Mit der Traumnote 1,0 schlossen an der Theodor-Litt-Schule das Abitur ab: Sina Wasserheß, Laurenz Sommerlad, Mikhail Vereshchagin und Paulina Kistler (von links). Fotos: Schäfer

Gießener Anzeiger vom 11.07.2022, Seite 14

Viermal Notendurchschnitt von 1,0

von Rüdiger Schäfer

Zwar versammelten sich die Abiturienten der Wirtschaftsschule am Oswaldsgarten (WSO) und der Theodor-Litt-Schule (TLS) bei ihrer Abiturfeier erneut im Freien. Doch nicht wie im vergangenen Jahr auf dem Schulhof der TLS an der Ringallee. Diesmal waren sie alle vor dem Restaurant Rustico zusammengekommen, der alten Turnhalle der TSF Heuchelheim in der Wilhelmstraße. Festlich gekleidet sollten Klassenfotos im Aufgangsportalbereich als Erinnerung in späteren Jahren geschossen werden. Anschließend ging es in den Saal, wo bereits eine Schulband aufspielte. Dass es ein gemeinsamer Festakt zur Verabschiedung der Abiturienten der beiden beruflichen Gymnasien WSO und TLS war, hat bereits Tradition. Luke Grasser und Tim Riplinger moderierten den Abend.

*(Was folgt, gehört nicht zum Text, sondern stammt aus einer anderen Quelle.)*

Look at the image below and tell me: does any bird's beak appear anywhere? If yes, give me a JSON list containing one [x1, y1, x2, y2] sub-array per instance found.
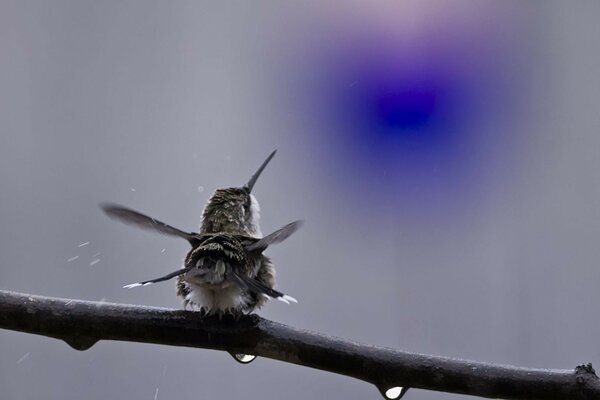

Miteinander hat sich verändert

»Nicht allen ist es gelungen, das Abitur erfolgreich zu bestehen«, verkündete Abteilungsleiterin Doris Schlosser. Wenn man ein großes Ziel vor Augen habe, müsse man sich auch entsprechend anstrengen. »Konzentriert Euch auf das Wesentliche! Wenn Ihr zu weit nach vorne schaut, seht Ihr nicht, was direkt vor Eurer Nase liegt.« Wenn man gestolpert sei, müsse man daraus lernen.

In den drei Oberstufenjahren habe sich das soziale Miteinander stark verändert, berichtete sie. Während der Pandemie die Kontakte herunterzufahren, doch dabei soziale Kälte zu vermeiden, sei ein schwierig zu meisternder Spagat gewesen. In dieser Zeit habe es eine Digitalisierungswelle bei Schülern wie Lehrkräften gegeben. Doch habe sich bei all dem Digitalunterricht gezeigt, dass die schönsten Unterrichtsstunden immer noch im Klassenraum stattfinden. Schlosser streifte die Nutzung der sozialen Medien, durch die über Corona oder die Ukraine die »verschiedensten Meinungen« im Netz grassierten. Sie forderte dazu auf, stets misstrauisch zu sein und sich am Ende eine eigene Meinung zu bilden. In einer globalen Welt lebten wir alle. »Diese Welt lädt Euch ein, sie kennenzulernen. Geht es an!« Nicht nur auf ausgetretenen Pfaden solle man durchs Leben gehen.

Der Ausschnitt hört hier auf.